For some reason – maybe it's the fact that Microsoft now sells at the P/E of a medium-sized bank – the company is getting all sorts of advice.
Some of the dumbest advice comes from ReadWriteWeb, which thinks Microsoft Needs to Open Source Something Big But What?
Wrong question. Open source is not some magic elixir. It's a specific tool with a specific purpose. When you want collaboration you offer up the code. In the mid-2000s, this meant code you just wanted to shove over the side. More recently it's been important projects you needed others to commit to in order for them to succeed.
Microsoft is one of three companies (Oracle and Apple are the others) that has built a complete software ecosystem that can stand alone. It has armies of programmers who really believe they're working on great stuff. (Google is a Software as a Service company – it doesn't count.)
The problem is they're working in isolation. Usually it's the physical isolation of Redmond, Washington. But even for a Microsoftie in Silicon Valley, you're isolated by your corporate culture, which sees software – not what software does but software itself – as the heart of the business model.
Even in 2010 Microsoft is a one-trick pony, and that pony is called Windows. The Windows monopoly was embraced-and-extended into Microsoft Office through bundling. Steve Ballmer's great success has been to extend its reach into what used to be called the mainframe space but is now called the server room.
But Windows is still the money-maker, most everything else a money sink. Xbox may be making money now, but it will probably never earn back the decades of investment needed to reach this point. The online world remains as much a mystery to Redmond as ever. It never got mobile. Its work on interfaces has been mostly disappointing.
Microsoft was reduced to eating its young. In contrast to the “Developers Developers Developers” mantra Ballmer preached at the start of the decade, Microsoft has spent years creating its own alternatives to its developers' products, most notably in health care, another notable failure.
Back in the 1990s, when the antitrust storm was at its peak, I remember suggesting that Microsoft do what AT&T and Standard Oil once did, and accept a break-up. A utility company built on Windows and an application company built on Office could have been worth more than the whole firm was, and without the hassle of lawyers, PR men and other spinners questioning every idea.
Water under the bridge. Open source has done what the government couldn't. Don't like Windows? You have Linux. Don't like Office? You have OpenOffice.org. There is no longer any Microsoft monopoly to attack.
What hacks me about the ReadWriteWeb column is it presumes Microsoft hasn't tried open source. It has. Codexplex.com is one of the largest open source repositories out there. Microsoft essentially made drivers for its Kinect open source. They get it.

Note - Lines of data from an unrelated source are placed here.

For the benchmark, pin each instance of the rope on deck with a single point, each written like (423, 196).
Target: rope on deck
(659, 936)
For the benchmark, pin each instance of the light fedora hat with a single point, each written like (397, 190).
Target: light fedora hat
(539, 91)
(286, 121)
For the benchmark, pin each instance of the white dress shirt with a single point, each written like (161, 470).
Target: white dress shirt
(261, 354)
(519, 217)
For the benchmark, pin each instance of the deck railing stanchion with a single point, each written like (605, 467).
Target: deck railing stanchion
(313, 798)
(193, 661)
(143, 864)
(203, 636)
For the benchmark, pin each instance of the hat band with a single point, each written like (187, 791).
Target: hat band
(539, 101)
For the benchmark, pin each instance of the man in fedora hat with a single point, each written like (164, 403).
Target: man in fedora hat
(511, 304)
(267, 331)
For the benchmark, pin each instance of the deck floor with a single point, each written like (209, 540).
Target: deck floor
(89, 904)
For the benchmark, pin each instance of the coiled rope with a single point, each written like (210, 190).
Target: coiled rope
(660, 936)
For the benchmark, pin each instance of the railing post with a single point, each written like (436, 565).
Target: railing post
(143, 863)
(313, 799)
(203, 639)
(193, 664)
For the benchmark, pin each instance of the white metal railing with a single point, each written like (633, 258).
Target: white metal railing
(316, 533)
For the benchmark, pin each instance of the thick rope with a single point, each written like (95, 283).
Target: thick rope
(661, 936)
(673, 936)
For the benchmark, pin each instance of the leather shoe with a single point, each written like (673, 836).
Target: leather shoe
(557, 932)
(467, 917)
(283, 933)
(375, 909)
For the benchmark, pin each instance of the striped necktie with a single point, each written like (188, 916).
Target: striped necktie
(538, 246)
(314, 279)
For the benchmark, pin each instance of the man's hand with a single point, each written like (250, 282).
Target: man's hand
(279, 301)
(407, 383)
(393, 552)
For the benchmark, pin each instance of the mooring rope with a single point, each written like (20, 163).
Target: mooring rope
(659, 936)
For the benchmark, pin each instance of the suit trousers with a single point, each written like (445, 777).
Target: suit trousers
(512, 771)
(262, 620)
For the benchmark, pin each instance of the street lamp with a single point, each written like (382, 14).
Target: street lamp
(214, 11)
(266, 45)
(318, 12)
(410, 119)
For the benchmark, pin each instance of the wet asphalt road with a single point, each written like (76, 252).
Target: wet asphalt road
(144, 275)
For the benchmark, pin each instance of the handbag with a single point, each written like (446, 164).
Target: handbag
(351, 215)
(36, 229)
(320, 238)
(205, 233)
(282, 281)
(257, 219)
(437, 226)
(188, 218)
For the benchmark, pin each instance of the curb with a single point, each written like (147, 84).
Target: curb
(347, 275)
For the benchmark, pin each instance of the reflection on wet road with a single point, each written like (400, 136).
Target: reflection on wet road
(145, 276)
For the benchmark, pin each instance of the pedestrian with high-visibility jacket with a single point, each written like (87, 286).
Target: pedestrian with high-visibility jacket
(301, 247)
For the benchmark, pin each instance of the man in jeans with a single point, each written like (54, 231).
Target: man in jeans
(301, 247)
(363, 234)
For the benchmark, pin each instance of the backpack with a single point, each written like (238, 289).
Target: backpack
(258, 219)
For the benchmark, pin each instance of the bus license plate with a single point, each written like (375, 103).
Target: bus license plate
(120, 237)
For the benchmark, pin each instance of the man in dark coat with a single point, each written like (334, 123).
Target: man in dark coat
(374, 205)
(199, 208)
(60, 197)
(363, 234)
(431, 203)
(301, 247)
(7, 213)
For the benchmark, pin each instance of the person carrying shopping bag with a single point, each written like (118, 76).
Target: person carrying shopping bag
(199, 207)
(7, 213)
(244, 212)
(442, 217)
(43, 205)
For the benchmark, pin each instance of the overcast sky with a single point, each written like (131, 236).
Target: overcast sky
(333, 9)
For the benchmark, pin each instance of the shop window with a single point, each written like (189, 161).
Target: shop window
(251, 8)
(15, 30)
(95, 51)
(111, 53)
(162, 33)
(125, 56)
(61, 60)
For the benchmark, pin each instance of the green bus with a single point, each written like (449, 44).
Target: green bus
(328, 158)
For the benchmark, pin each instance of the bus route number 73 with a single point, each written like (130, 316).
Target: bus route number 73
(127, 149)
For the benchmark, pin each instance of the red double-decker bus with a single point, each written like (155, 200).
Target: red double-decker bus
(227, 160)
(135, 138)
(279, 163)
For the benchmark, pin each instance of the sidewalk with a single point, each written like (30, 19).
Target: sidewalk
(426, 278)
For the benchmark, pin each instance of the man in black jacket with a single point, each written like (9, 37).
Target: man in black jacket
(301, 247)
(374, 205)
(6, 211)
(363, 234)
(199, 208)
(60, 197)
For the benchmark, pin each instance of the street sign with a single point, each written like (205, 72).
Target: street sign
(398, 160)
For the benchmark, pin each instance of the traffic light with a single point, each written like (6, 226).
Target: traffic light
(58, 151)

Microsoft could gain further traction with its main audience by “semi-sourcing” Azure drivers. I say “semi-sourcing” because the policy could be sold as equivalent to what Google is now doing with Android. Strict control of the ecosystem. But the aim would be, as with Codeplex, to tease code out of corporate vaults, to make it more generally useful, but in a controlled environment that big companies would be comfortable with.
Or there's my own cunning plan.
Buy Verizon. Microsoft is still worth twice what Verizon is, while Verizon's P/E is much higher than Microsoft's, and it's under pressure to sell its stake in Verizon Wireless to Vodafone, its British partner.
You buy Verizon, you sell Verizon Wireless to Vodafone for most of the cost of the deal, and you build in some guarantees regarding Windows Phone, not just through Verizon but through Vodafone. Now you've got a last-mile network extending into tens of millions of homes, plus the old MCI, which just happens to be (still) one of the key pieces of the Internet core.
Now you hire some guys from Google and focus on the same kind of cost-cutting. You'll own fiber. You can cut energy costs. You can improve server performance. You cut out the voice, and leave voice regulation behind, running everything as VOIP, and now you can sell broadband at speeds and prices comparable to cable.
Plus you have the infrastructure needed to build a corporate cloud that will put those of Google and Amazon in the shade.
In doing all this you become a magnet for hot young engineering talent. Your software has the stroke with big corporations needed to get them into the cloud with security. It makes all your other strategies more powerful. By owning the rights-of-way you can dramatically expand the footprint of your own WiFi network, creating a defacto competitor in that space.
Or you can keep running your bank and slowly become a cigarette company.